Le chaos récurrent du Pérou et la destitution de Pedro Castillo
En cinq ans, Dina Boluarte est la sixième personne à occuper la présidence de la République péruvienne. Avocate sans expérience politique, elle a pris le pouvoir légalement après la destitution et l’arrestation, le 7 décembre, du chef de l’Etat, le socialiste Pedro Castillo. Celui-ci, élu de justesse en juillet 2021, est accusé d’avoir tenté de renverser le Parlement qui s’apprêtait à le chasser du pouvoir. Les dix-sept mois de sa présidence ont été marqués par l’incompétence et l’instabilité. Mais, instituteur d’origine modeste, il incarnait un espoir pour les populations paysannes et indigènes des Andes déshéritées et marginalisées, qui espéraient enfin être entendues par les puissantes élites de Lima.
La destitution de M. Castillo a déclenché la colère. Les manifestations de protestation et les blocages de routes se multiplient, malgré une répression brutale. Depuis le début des événements, au moins 48 personnes sont mortes et des centaines ont été blessées. La présidente par intérim, ancienne alliée de M. Castillo, est devenue la cible des manifestants, qui réclament sa démission. Mme Boluarte assure avoir interdit l’usage des armes létales, mais sa position au pouvoir est remise en question.
Alors que le Bureau des droits de l’homme de l’ONU exprime sa « très grande préoccupation » et que la procureure d’Etat du Pérou ouvre une enquête pour « génocide », il est temps de trouver une solution à la crise, dans un pays déjà terriblement éprouvé par le Covid – la mortalité y est la plus élevée du monde par habitant. De nouvelles élections doivent avoir lieu sans attendre avril 2024.
La crise de la démocratie péruvienne, qui s’inscrit dans le contexte régional de la tentative de déstabilisation visant le président brésilien Lula, a des racines profondes. Le pays n’a jamais connu la stabilité depuis le retour de la démocratie en 2000, après la fuite de l’autocrate Alberto Fujimori. Keiko Fujimori entretient le courant d’extrême droite populiste, néolibéral et autoritaire qu’incarnait son père. Quant à la Constitution de 1993, elle permet aux élus du Congrès de destituer le président sans justification sérieuse.
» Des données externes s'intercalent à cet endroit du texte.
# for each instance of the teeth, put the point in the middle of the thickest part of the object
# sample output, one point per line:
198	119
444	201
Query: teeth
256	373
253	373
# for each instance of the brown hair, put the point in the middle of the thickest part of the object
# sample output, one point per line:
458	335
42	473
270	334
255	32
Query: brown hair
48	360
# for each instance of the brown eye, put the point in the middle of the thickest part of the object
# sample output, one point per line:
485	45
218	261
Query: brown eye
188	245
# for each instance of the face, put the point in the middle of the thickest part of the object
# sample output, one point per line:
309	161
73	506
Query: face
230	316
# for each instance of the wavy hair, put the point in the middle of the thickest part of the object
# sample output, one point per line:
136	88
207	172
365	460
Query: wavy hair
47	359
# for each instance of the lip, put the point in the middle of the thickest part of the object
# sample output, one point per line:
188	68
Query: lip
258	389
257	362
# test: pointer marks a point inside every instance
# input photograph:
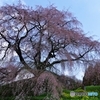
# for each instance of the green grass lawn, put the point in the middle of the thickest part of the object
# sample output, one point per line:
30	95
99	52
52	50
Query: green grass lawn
66	95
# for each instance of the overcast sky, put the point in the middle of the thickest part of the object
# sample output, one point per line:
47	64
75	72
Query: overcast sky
86	11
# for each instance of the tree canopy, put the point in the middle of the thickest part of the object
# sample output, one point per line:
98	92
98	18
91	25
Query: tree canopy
43	38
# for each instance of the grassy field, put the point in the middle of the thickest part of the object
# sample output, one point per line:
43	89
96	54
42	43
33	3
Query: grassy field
66	94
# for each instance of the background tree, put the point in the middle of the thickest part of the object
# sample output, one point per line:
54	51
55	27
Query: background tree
43	38
92	75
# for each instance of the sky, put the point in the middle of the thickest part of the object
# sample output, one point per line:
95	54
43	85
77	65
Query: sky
86	11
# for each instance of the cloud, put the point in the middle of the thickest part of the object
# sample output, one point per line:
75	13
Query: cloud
3	2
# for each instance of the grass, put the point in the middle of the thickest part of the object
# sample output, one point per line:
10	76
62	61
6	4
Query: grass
66	95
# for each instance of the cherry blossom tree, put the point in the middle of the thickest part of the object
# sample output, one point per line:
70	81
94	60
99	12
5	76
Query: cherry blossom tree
44	38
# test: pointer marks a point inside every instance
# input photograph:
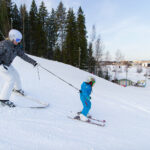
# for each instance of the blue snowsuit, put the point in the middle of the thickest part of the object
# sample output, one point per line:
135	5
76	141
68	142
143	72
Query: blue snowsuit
86	90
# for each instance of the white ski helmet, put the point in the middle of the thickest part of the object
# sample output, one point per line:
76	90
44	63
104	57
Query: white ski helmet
91	79
15	35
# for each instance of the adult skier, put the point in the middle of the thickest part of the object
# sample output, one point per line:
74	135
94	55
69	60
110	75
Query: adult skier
85	92
9	49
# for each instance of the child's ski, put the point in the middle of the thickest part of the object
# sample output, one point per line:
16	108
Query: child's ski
89	122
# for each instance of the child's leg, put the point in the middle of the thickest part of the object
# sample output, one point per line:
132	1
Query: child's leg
9	81
86	106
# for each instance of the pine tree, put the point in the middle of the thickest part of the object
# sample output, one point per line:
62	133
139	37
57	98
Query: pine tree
61	25
71	45
4	19
25	28
42	38
91	60
16	19
51	28
33	23
82	41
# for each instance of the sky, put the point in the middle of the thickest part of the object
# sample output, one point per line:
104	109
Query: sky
122	24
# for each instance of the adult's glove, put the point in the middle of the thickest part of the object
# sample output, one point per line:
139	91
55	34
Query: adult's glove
88	98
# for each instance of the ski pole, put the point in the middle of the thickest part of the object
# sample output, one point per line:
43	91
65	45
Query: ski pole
2	34
38	72
59	78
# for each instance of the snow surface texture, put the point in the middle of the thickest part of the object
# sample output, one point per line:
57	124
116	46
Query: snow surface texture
126	110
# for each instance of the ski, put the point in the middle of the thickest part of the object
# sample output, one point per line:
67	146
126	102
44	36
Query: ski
90	117
33	107
89	122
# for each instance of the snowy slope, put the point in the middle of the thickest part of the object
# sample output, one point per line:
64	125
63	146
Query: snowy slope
127	111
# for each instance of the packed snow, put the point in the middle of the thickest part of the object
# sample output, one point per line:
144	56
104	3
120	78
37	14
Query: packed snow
126	110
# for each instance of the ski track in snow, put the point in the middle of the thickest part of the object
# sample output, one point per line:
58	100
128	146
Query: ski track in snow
126	110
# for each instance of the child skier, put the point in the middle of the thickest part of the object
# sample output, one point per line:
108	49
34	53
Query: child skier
8	51
86	89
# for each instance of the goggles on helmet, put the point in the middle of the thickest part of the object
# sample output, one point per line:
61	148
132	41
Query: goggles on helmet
93	82
18	40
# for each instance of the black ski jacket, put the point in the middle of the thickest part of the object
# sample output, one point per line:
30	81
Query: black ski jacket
8	52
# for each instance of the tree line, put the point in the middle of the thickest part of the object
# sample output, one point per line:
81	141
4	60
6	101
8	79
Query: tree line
59	35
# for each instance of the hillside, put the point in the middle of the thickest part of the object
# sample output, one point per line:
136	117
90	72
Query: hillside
126	110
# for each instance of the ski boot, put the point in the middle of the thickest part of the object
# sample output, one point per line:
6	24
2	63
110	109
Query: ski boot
7	103
84	118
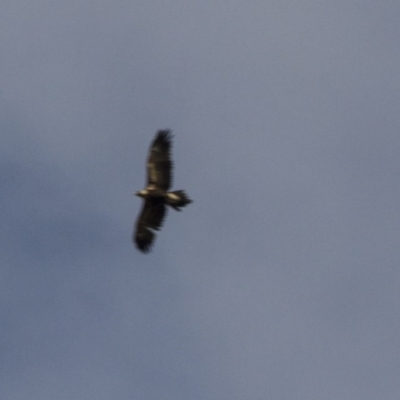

Ainsi, aucune solution durable ne peut être trouvée sans de profondes réformes institutionnelles. Les partis politiques sont des conglomérats d’intérêts particuliers, contrôlés par des affairistes qui les placent à leur service exclusif. La médiocrité, l’amateurisme et la corruption dominent les milieux politiques. Pour sortir de ce marasme permanent, le Pérou a besoin de changements de son mode de gouvernance. Il faut représenter et prendre en compte toutes les catégories de la société pour affronter les immenses défis sociaux, économiques, agraires et environnementaux auxquels il fait face.